A language model can only draw on what it absorbed during training, which means it has no knowledge of your documents, your data, or any event after its cutoff, and no amount of prompting conjures information it never saw. Retrieval augmented generation, RAG, is the direct and now standard answer, retrieve the relevant material at query time and supply it to the model alongside the question, so that the answer is grounded in current, specific, authoritative content rather than in the model's parametric memory. The great majority of systems marketed as a custom or company specific AI are, underneath, some implementation of this pattern.
The mechanism is more straightforward than the terminology suggests. Documents are divided into chunks, each chunk is converted by an embedding model into a vector, a numerical representation that captures its meaning, and those vectors are stored in a vector database. When a query arrives it is embedded the same way, the database returns the chunks whose vectors are nearest to it by similarity, and those chunks are inserted into the prompt as context. The model then answers from the material placed in front of it rather than from memory, which is what allows it to cite its sources and to stay current as the underlying documents change.
The reason to reach for retrieval rather than fine tuning is control. The knowledge lives in the database, so it is updated by editing a document rather than by retraining a model, the sources behind an answer can be surfaced to the user, which matters the moment anyone needs to trust the output, and a smaller, cheaper model backed by good retrieval frequently outperforms a larger model reasoning from memory alone. Where RAG systems fail is almost never the model and almost always the retrieval. Chunks that are too large bury the relevant passage in noise, chunks that are too small sever the context that gave a passage its meaning, and a retrieval step that returns the wrong material produces an answer that is confident, fluent, and wrong, built faithfully on the wrong foundation. The unglamorous work of chunking strategy, embedding choice, and result ranking is where a RAG system is actually won or lost, and it is precisely the part that demonstrations skip.

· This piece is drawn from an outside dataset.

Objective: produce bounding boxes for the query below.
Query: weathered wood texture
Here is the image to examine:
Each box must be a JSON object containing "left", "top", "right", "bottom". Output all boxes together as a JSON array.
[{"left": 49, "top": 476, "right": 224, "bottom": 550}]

RAG is neither novel nor magical, it is information retrieval with a language model attached to the end, and treating it that way is what makes it work. The systems that deliver reliable answers are the ones whose builders invested in retrieval quality first and prompt wording second, because a model can only reason over what it is given, and the value of the whole system is ultimately bounded by how well it finds the right material to hand over. Understood as a retrieval problem before a model problem, RAG carries far more weight than any prompt technique, and misunderstood as the reverse, it produces a system that fails in ways its builders struggle to explain.